Away from the personal point of view there is a pressing need for a speedy winger for Bradford City with Nahki Wells having departed the club and that is something which Phil Parkinson will need to address. Without the ability to get behind a defence with pace the Bantams allow the opposition to push a high line up the field and stop the one forward’s flick ons getting to the other in dangerous positions.

And while Parkinson has the option of playing the increasingly impressive Oli McBurnie it seems that the manager was planning to play the (not slow, but slower) Aaron McLean with James Hanson and allow Reid to run at defenders.

Without this option Parkinson is forced to look for reinforcements. McBurnie is a rare promotion from the youth ranks for the manager and it seems that if the funds are available then the budget would need to be increased to accommodate a replacement for Reid’s pace. Without that Parkinson will turn to Mark Yeates who does not have Reid’s pace and would pivot the way the Bantams play.

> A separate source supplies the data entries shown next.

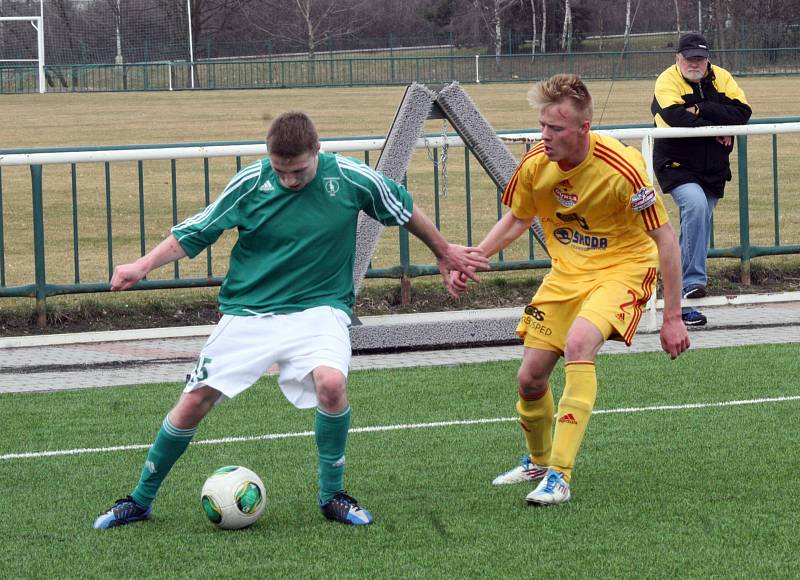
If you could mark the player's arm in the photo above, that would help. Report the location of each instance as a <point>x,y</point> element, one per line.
<point>674,338</point>
<point>126,275</point>
<point>449,257</point>
<point>506,230</point>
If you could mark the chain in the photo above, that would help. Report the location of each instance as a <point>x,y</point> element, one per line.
<point>443,159</point>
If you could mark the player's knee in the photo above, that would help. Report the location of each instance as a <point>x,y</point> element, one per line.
<point>532,384</point>
<point>192,407</point>
<point>331,388</point>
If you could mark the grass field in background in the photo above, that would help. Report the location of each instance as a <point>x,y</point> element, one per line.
<point>72,120</point>
<point>694,491</point>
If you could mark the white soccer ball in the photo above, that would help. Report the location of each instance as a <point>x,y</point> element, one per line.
<point>233,497</point>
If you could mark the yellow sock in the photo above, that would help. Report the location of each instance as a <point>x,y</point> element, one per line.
<point>536,420</point>
<point>574,411</point>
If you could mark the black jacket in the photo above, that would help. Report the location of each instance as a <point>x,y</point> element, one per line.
<point>701,160</point>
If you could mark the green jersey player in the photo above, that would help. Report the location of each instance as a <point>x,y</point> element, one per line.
<point>286,299</point>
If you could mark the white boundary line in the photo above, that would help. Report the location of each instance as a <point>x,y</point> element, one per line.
<point>400,427</point>
<point>205,330</point>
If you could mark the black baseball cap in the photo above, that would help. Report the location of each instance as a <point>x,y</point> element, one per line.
<point>693,44</point>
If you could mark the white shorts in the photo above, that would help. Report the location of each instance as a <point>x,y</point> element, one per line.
<point>242,348</point>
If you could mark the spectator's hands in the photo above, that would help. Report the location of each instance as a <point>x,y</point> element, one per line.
<point>674,337</point>
<point>126,275</point>
<point>458,264</point>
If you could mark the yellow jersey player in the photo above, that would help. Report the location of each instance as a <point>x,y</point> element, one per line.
<point>607,233</point>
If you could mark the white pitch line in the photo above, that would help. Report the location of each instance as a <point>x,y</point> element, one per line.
<point>401,427</point>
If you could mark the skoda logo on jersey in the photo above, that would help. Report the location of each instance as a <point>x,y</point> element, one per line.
<point>563,235</point>
<point>331,185</point>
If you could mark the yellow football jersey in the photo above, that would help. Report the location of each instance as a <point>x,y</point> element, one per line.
<point>587,213</point>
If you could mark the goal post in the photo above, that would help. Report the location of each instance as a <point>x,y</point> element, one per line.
<point>38,24</point>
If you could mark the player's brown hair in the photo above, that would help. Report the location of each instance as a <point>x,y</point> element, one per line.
<point>291,134</point>
<point>559,88</point>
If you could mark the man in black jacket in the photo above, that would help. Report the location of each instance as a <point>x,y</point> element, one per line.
<point>695,93</point>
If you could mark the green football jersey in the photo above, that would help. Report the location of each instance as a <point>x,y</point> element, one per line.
<point>296,248</point>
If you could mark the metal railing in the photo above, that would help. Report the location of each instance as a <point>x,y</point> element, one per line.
<point>65,234</point>
<point>276,72</point>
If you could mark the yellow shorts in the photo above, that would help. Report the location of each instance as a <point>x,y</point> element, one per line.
<point>613,302</point>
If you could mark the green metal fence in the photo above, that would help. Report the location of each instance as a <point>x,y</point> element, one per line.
<point>389,70</point>
<point>66,223</point>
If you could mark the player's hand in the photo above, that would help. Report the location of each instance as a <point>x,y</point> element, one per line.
<point>463,260</point>
<point>126,275</point>
<point>458,283</point>
<point>674,337</point>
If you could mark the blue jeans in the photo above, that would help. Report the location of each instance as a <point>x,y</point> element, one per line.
<point>696,208</point>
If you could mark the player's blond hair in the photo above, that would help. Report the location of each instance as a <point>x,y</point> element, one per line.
<point>560,88</point>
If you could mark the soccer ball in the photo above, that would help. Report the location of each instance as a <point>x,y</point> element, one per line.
<point>233,497</point>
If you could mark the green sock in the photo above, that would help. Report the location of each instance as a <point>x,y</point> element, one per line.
<point>330,433</point>
<point>170,444</point>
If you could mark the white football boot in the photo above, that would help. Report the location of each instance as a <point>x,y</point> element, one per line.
<point>552,490</point>
<point>527,470</point>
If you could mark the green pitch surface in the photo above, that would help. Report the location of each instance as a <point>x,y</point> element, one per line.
<point>674,479</point>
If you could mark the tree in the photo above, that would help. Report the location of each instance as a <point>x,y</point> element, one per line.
<point>307,24</point>
<point>566,34</point>
<point>491,12</point>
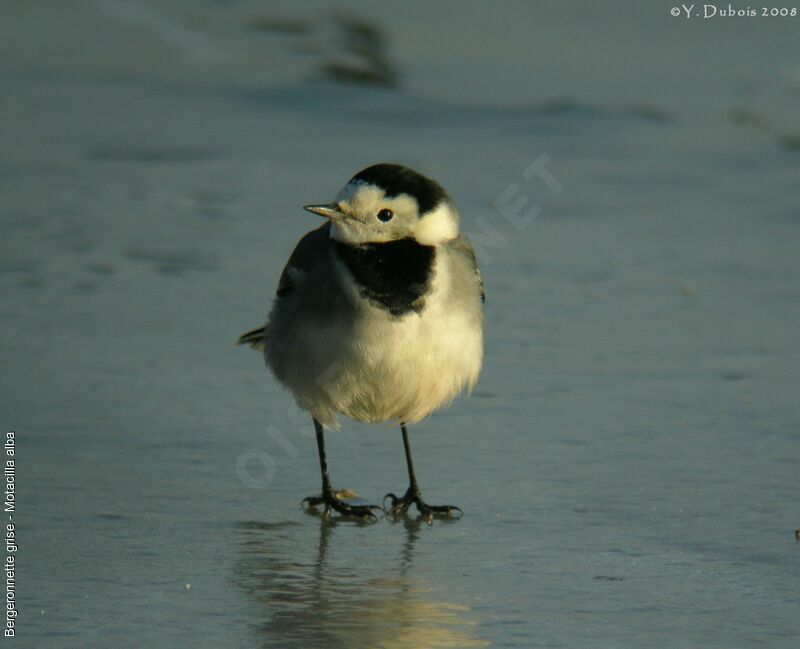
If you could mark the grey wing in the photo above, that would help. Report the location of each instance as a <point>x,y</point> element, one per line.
<point>463,248</point>
<point>308,252</point>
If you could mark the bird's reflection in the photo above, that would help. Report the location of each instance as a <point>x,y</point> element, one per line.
<point>348,592</point>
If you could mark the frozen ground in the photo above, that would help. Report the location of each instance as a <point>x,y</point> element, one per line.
<point>628,464</point>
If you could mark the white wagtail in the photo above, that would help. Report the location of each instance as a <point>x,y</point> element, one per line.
<point>378,316</point>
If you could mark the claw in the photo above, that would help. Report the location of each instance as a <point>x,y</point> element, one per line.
<point>400,506</point>
<point>332,501</point>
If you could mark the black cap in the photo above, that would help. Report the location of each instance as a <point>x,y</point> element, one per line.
<point>396,179</point>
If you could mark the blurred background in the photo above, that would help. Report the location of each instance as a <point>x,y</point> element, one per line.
<point>628,463</point>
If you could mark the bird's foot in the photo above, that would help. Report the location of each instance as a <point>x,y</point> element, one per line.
<point>400,506</point>
<point>331,499</point>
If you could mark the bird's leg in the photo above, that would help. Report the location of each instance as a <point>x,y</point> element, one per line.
<point>329,498</point>
<point>413,495</point>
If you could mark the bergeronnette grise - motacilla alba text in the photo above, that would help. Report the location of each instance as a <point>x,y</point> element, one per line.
<point>378,316</point>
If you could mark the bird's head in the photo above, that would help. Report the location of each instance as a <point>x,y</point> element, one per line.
<point>387,202</point>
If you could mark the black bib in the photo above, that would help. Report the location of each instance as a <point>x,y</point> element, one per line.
<point>394,275</point>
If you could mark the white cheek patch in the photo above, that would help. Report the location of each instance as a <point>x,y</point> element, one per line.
<point>437,226</point>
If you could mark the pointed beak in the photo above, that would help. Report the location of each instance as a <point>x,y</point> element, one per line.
<point>329,211</point>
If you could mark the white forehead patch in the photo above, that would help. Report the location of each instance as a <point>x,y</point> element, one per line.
<point>364,201</point>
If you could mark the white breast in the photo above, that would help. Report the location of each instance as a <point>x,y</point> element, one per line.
<point>404,368</point>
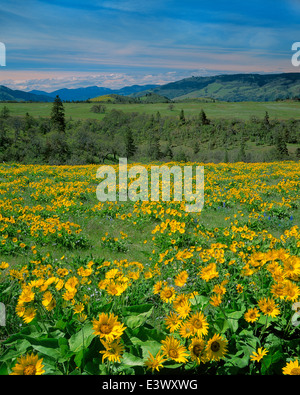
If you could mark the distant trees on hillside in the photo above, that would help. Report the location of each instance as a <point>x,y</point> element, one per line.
<point>144,137</point>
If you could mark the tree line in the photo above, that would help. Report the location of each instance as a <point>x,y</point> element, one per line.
<point>142,137</point>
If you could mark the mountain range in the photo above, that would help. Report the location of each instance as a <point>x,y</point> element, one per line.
<point>236,87</point>
<point>228,87</point>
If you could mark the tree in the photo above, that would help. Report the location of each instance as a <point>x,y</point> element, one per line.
<point>203,118</point>
<point>281,147</point>
<point>154,148</point>
<point>4,113</point>
<point>130,147</point>
<point>58,115</point>
<point>182,117</point>
<point>266,119</point>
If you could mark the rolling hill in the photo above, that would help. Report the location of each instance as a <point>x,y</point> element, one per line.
<point>236,87</point>
<point>80,94</point>
<point>7,94</point>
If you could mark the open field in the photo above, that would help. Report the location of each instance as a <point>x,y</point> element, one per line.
<point>130,288</point>
<point>217,110</point>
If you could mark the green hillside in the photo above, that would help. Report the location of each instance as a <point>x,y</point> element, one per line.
<point>237,87</point>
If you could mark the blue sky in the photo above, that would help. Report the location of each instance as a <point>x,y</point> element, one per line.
<point>52,44</point>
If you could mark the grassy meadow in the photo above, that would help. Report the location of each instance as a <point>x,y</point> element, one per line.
<point>218,110</point>
<point>147,288</point>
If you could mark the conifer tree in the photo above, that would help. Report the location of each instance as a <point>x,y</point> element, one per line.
<point>58,114</point>
<point>130,147</point>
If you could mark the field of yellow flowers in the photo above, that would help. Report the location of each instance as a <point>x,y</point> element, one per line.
<point>89,287</point>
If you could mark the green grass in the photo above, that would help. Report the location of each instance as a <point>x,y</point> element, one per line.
<point>217,110</point>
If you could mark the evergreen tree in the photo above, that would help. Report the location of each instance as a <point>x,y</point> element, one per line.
<point>130,147</point>
<point>154,148</point>
<point>266,119</point>
<point>58,114</point>
<point>203,118</point>
<point>182,117</point>
<point>281,147</point>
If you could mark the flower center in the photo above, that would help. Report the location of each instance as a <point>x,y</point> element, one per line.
<point>29,370</point>
<point>215,346</point>
<point>198,324</point>
<point>105,328</point>
<point>295,371</point>
<point>173,353</point>
<point>197,349</point>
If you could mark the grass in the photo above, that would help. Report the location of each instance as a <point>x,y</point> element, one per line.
<point>217,110</point>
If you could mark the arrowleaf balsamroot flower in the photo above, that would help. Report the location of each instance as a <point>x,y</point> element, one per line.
<point>257,356</point>
<point>292,368</point>
<point>108,327</point>
<point>173,349</point>
<point>28,365</point>
<point>216,347</point>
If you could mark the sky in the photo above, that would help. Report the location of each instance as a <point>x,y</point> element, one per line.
<point>54,44</point>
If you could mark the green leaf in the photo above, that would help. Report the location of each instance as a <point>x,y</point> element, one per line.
<point>132,360</point>
<point>137,315</point>
<point>82,339</point>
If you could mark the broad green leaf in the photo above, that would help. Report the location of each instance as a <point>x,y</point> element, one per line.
<point>82,339</point>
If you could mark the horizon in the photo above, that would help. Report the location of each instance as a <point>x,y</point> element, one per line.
<point>120,43</point>
<point>129,86</point>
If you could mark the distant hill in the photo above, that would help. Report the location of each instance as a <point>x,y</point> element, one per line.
<point>7,94</point>
<point>229,87</point>
<point>236,87</point>
<point>113,98</point>
<point>90,92</point>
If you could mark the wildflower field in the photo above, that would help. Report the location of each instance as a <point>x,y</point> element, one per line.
<point>141,288</point>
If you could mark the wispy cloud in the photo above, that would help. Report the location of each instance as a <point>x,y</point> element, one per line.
<point>131,39</point>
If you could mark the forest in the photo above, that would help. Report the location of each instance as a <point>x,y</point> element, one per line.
<point>141,137</point>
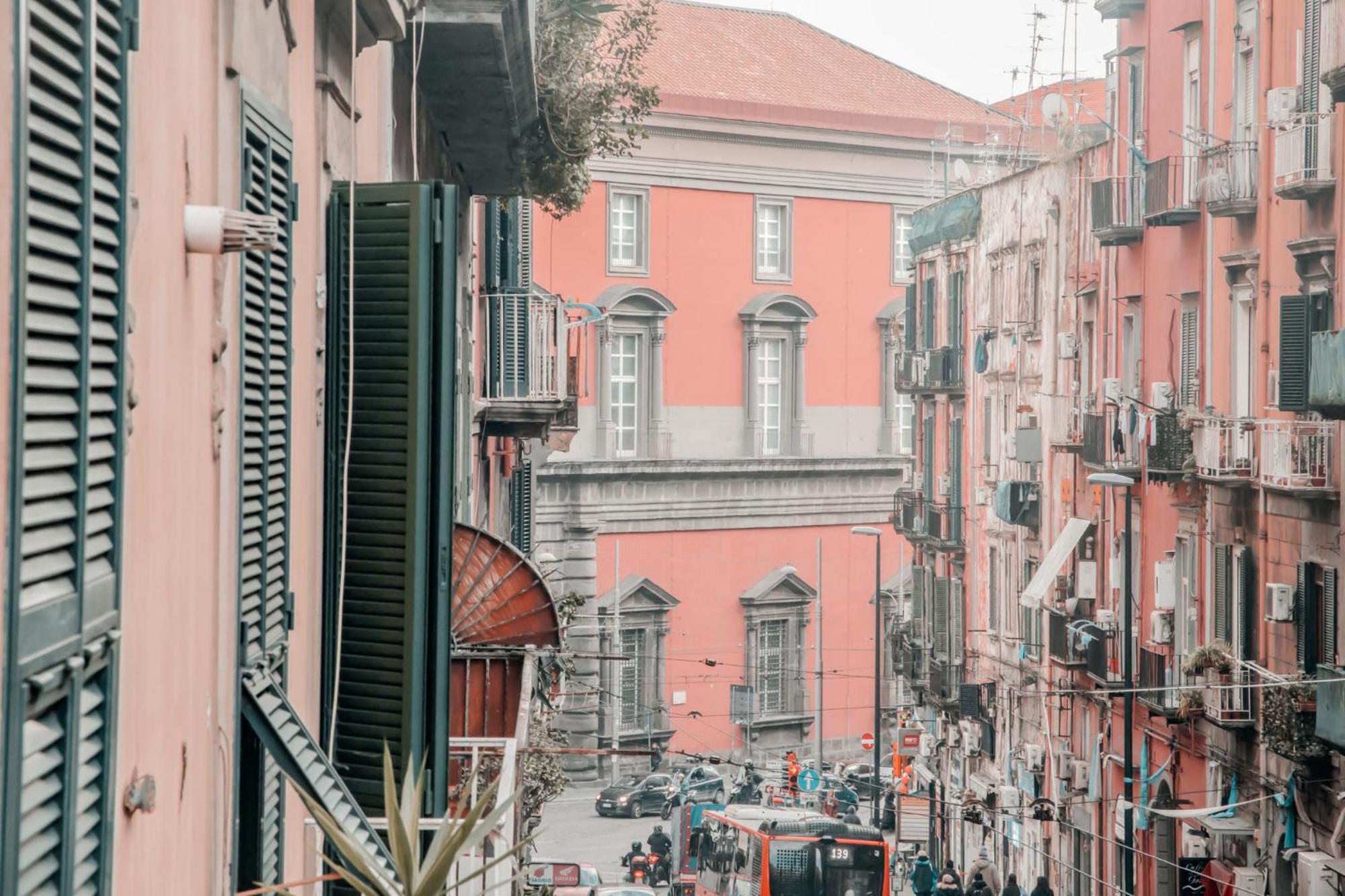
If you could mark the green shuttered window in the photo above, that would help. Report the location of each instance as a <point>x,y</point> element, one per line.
<point>401,478</point>
<point>67,444</point>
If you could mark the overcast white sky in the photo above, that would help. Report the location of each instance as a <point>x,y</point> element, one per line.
<point>968,45</point>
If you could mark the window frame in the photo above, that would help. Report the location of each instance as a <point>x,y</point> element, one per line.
<point>641,266</point>
<point>786,249</point>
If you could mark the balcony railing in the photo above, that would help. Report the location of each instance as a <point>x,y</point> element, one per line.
<point>931,370</point>
<point>1100,444</point>
<point>1065,639</point>
<point>1116,210</point>
<point>1171,192</point>
<point>945,526</point>
<point>525,338</point>
<point>1230,182</point>
<point>1226,450</point>
<point>1159,680</point>
<point>1304,157</point>
<point>1171,447</point>
<point>1296,455</point>
<point>1229,700</point>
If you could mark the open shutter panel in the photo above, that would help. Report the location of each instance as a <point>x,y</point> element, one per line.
<point>1327,651</point>
<point>1293,353</point>
<point>266,405</point>
<point>295,751</point>
<point>910,325</point>
<point>1222,620</point>
<point>389,559</point>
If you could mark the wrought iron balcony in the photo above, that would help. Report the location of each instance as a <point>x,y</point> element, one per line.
<point>945,526</point>
<point>1171,192</point>
<point>1226,450</point>
<point>1100,444</point>
<point>1304,157</point>
<point>1229,700</point>
<point>1230,182</point>
<point>925,370</point>
<point>1171,450</point>
<point>1159,681</point>
<point>1116,210</point>
<point>1118,9</point>
<point>1065,641</point>
<point>1296,455</point>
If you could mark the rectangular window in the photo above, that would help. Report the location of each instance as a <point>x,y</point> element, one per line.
<point>770,393</point>
<point>633,680</point>
<point>900,247</point>
<point>773,637</point>
<point>626,365</point>
<point>774,239</point>
<point>627,231</point>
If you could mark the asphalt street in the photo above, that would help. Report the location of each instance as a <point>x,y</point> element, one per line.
<point>572,830</point>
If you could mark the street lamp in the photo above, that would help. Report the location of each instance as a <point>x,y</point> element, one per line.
<point>878,659</point>
<point>1117,481</point>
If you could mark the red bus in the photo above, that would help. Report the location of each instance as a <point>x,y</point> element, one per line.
<point>755,850</point>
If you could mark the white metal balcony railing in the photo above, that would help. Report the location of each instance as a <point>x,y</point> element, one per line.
<point>1297,455</point>
<point>525,343</point>
<point>1304,151</point>
<point>1226,448</point>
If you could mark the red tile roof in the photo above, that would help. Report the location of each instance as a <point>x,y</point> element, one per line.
<point>1091,92</point>
<point>755,65</point>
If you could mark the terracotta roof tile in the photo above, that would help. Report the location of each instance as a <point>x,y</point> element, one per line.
<point>770,67</point>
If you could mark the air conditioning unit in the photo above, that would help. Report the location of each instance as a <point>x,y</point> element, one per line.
<point>1280,602</point>
<point>1161,396</point>
<point>1161,627</point>
<point>1067,346</point>
<point>1036,758</point>
<point>1281,104</point>
<point>1165,584</point>
<point>1315,876</point>
<point>1079,775</point>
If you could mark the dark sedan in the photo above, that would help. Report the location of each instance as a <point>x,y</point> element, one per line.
<point>637,795</point>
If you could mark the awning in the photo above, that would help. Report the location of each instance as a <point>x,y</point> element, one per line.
<point>1054,561</point>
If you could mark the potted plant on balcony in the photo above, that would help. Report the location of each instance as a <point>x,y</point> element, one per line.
<point>1191,705</point>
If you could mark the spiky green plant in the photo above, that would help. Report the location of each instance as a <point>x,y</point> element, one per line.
<point>418,874</point>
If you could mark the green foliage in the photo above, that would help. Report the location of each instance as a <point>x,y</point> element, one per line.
<point>590,69</point>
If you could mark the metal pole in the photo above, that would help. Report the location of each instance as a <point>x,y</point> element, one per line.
<point>878,673</point>
<point>1130,712</point>
<point>817,662</point>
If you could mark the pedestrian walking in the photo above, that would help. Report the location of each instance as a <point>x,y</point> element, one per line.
<point>922,874</point>
<point>988,869</point>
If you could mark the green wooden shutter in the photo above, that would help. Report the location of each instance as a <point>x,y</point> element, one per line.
<point>1246,607</point>
<point>1293,353</point>
<point>264,463</point>
<point>393,653</point>
<point>521,493</point>
<point>1327,650</point>
<point>910,323</point>
<point>1222,616</point>
<point>67,444</point>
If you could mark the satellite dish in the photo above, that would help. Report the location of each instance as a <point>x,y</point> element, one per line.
<point>1054,110</point>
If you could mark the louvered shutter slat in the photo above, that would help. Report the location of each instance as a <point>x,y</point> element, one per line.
<point>1293,353</point>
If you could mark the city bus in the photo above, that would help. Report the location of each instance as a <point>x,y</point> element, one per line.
<point>755,850</point>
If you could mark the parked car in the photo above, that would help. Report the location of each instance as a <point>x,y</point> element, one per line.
<point>637,795</point>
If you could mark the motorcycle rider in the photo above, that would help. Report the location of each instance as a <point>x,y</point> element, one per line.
<point>662,845</point>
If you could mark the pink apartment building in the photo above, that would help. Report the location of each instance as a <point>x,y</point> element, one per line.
<point>738,409</point>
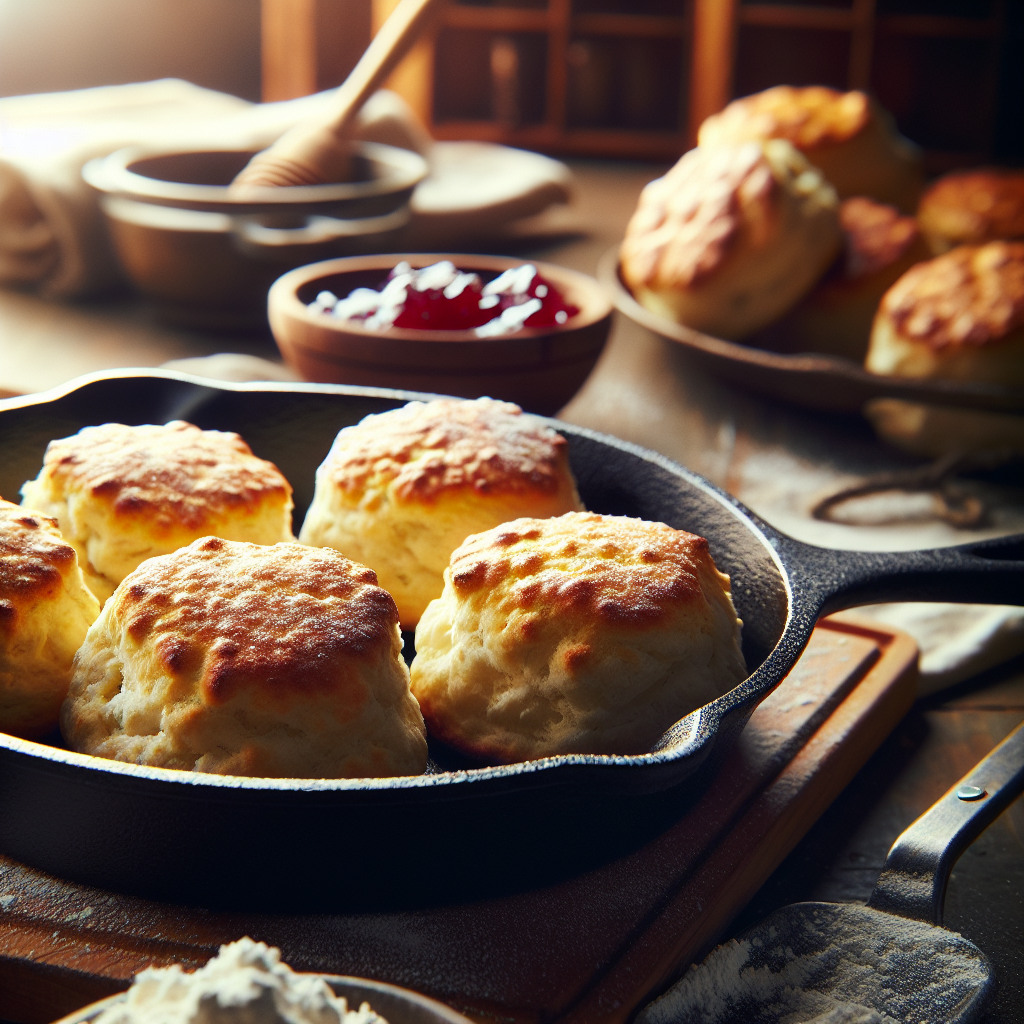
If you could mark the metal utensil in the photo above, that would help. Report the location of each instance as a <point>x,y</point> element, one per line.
<point>143,830</point>
<point>887,961</point>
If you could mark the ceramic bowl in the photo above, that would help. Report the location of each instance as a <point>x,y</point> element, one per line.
<point>539,369</point>
<point>206,258</point>
<point>397,1006</point>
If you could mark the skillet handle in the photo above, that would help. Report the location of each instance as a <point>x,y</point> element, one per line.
<point>983,572</point>
<point>913,878</point>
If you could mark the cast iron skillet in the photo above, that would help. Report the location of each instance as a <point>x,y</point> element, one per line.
<point>448,835</point>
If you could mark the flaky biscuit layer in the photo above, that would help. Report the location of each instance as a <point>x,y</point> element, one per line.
<point>124,494</point>
<point>45,610</point>
<point>850,138</point>
<point>731,237</point>
<point>248,659</point>
<point>400,491</point>
<point>973,207</point>
<point>578,634</point>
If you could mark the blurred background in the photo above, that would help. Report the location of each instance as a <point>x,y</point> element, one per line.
<point>626,78</point>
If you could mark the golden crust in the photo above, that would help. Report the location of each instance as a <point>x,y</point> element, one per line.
<point>876,235</point>
<point>401,491</point>
<point>846,135</point>
<point>633,572</point>
<point>45,610</point>
<point>253,659</point>
<point>425,450</point>
<point>577,634</point>
<point>806,117</point>
<point>972,207</point>
<point>731,237</point>
<point>170,476</point>
<point>688,221</point>
<point>971,297</point>
<point>35,560</point>
<point>836,316</point>
<point>214,611</point>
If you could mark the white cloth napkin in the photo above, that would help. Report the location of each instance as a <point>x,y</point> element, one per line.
<point>52,237</point>
<point>956,641</point>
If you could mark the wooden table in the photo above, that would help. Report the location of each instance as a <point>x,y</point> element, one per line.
<point>645,390</point>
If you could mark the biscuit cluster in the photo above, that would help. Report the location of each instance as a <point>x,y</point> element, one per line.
<point>400,491</point>
<point>743,239</point>
<point>126,494</point>
<point>541,629</point>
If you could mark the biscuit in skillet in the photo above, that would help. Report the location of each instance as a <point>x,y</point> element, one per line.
<point>400,491</point>
<point>273,660</point>
<point>958,316</point>
<point>124,494</point>
<point>583,634</point>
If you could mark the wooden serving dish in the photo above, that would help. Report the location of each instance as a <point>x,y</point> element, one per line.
<point>827,383</point>
<point>207,258</point>
<point>540,368</point>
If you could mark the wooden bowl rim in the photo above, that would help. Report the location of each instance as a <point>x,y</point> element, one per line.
<point>112,174</point>
<point>338,982</point>
<point>586,292</point>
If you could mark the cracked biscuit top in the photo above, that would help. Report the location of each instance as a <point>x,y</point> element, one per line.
<point>172,476</point>
<point>584,566</point>
<point>448,446</point>
<point>876,236</point>
<point>34,561</point>
<point>806,117</point>
<point>972,207</point>
<point>233,616</point>
<point>969,297</point>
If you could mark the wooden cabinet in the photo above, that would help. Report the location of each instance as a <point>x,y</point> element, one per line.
<point>635,78</point>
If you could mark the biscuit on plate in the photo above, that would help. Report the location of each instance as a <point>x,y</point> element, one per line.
<point>973,207</point>
<point>850,138</point>
<point>273,660</point>
<point>45,610</point>
<point>124,494</point>
<point>731,238</point>
<point>583,634</point>
<point>958,316</point>
<point>400,491</point>
<point>836,316</point>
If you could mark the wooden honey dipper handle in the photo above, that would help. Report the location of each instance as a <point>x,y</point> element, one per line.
<point>318,154</point>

And while Parkinson could look to replacing six week injured James Meredith at left back he has to look at replacing Reid or risk that pivoting leading to the kind of fall off of results that happened the last time City were at this level and lost a player in the then sold Dean Windass. He could throw in Jordan Graham the loanee from Aston Villa but that would require a huge leap of faith in a player that has yet to kick a ball in claret and amber.

For the rest of this season higher defensive lines would require a slower build up and more midfield craft to counter and Parkinson’s side are not renowned for that. One can think of times when the Bantams have worked the ball around a compressed defence but examples of fast attacking play are more common.

What then for Reid though? Reid and Parkinson have been through some astonishing times together but the manager has to think as he hears that his player will miss the next eight months that – unless the calculations on budgets at the club are wrong – all the hopes for Reid’s recovery are probably not going to be able to extend to offering him a new deal.

In fact if Parkinson is to sign a player of the quality to replace Reid then he would probably expect to have to give away the part of next season’s budget that would have gone to a new deal for Reid. How cruel is it that as Parkinson seems in the position where because the club did not realise there valuation of Wells there is not funds to offer a contract to Reid for next season as well as a replacement player? We were following the Wells sale that the club was over budget. Extending that budget to include a new player who would come in on at least an eighteen month deal and keeping Reid as he returns to fitness seems unlikely.

It is grotesque. Parkinson’s other option is to muddle through the next four months and hope that Reid’s rehabilitation runs into pre-season and the player comes back able to pick up where he left off. One might hope that is the case Parkinson’s job at City depends on results and his hand may be forced.

If that is the case one is left with the memory of a sunny May day at Wembley and Kyel Reid’s contribution which will be so ill rewarded.